Xavier: Oder man muss Leute in die Politik schicken, die Millionäre sind, denen Karriere und Geld egal sind.

Charlotte: Die sind aber auch etwas suspekt ...                                      

Xavier: Stimmt, siehe zum Beispiel Berlusconi. Ich habe keine Lösung. Ich bin eher der Meinung, man sollte jedes Jahr den besten Deutschen wählen, anstatt das Aushängegesicht irgendeiner Partei.

Charlotte: Braucht Deutschland eine stärkere Nationalidentität? Glaubst du überhaupt, dass es wichtig ist, ein Nationalgefühl zu haben?             

Xavier: Ich glaube, dass es sehr wenig Menschen in Deutschland gibt, die das beantworten können. Denn sobald einer einen Opa hat, der im Krieg gekämpft hat, wird es schon sehr schwierig. Ich verstehe ja die Leute, die sich aufregen, wenn hier jemand im Garten eine Deutschlandflagge hochzieht. Aber ehrlich: Das ist keine Sache, für die es sich einzusetzen lohnt. Ich verstehe aber auch nicht, wenn Leute über Deutschland schimpfen. Mein Vater konnte das gut.

Charlotte: Das stimmt, wenn wir beide nichts anderes machten, als über Deutschland zu schimpfen, würden vermutlich sehr viele Deutsche zu Recht sagen: „Dann verpisst euch doch und versucht es woanders."

"BEIM FUßBALL WÄRE KEIN MENSCH FÜR DEUTSCHLAND"

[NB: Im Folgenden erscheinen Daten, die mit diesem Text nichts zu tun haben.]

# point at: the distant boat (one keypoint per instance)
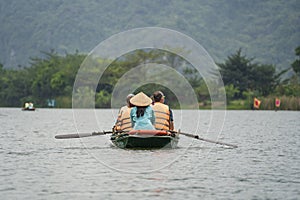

Xavier: Ich schimpfe auch sehr selten über Deutschland. Ich finde, ich lebe hier besser als überall sonst. Ich sage auch, wenn ich im Ausland bin, wie geil Deutschland ist. Ich würde nicht sagen, dass ich stolz bin, aber ich freue mich, hier zu leben. Ich habe in Amerika keine Woche erlebt, in der nicht riesige Dokumentationen über den zweiten Weltkrieg gelaufen sind. Das machen die Amis auch sehr gut. Es wird auf alle historischen, schwarzen Flecken verwiesen, außer auf die eigenen. Es wird ständig dafür gesorgt, dass die Deutschen als Nazis dargestellt werden. Mag ja in Filmen okay sein. Wenn es aber so weit kommt, dass schwarze Amerikaner, die hören, dass ich aus Deutschland komme, mich fragen, ob Schwarze da überhaupt leben können, dann finde ich das hart. Die wissen überhaupt nichts.

Charlotte: Wir haben gerade von Nationalgefühl gesprochen. Die einzige Form von nationaler Identifikation, die hier zu Lande als okay gilt, ist die, die man im Fußballstadion auslebt. Interessierst du dich für Fußball?

Xavier: Überhaupt nicht. Aber für ein Land, dass am Boden liegt, oder eine Schicht, der es dreckig geht, ist es großartig, wenn ein Pokal geholt wird - ein paar Wochen Freude!

Charlotte: Da gibt es dann auch wieder den Unterschied, ob man mit Idealen Fußball spielt, weil man für sein armes Land spielt. Oder nur für Kohle, was man den Deutschen ja bei der letzten WM unterstellt hat. Alle deutschen Fußballfans waren sehr geschockt, als die auch noch nach einer Niederlage gefeiert haben. Ist ja klar, dass das abgezockte Millionäre sind.                                                                                             

Xavier: Da will ich mich nicht so weit aus dem Fenster lehnen ...

Charlotte: Du musst aber zugeben, dass die argentinische Mannschaft ganz andere Motivationen hat als die deutsche. Die Argentinier müssen bei der wirtschaftlichen Lage ihres Landes für ihr Volk gewinnen. Und das kann man von den Deutschen nicht behaupten.                                  

Xavier: Och, wer weiß. Wirtschaftlich sind wir so weit von Argentinien nicht entfernt. Bei der nächsten WM in Deutschland sind wir dann vielleicht noch näher dran ...

Charlotte: Glaubst du, dann ist die ganze Welt für die deutsche Mannschaft, damit die für das arme deutsche Volk gewinnen?            

Xavier: Das ist ja das Krasse: Trotzdem wäre niemand auf der ganzen Welt für Deutschland.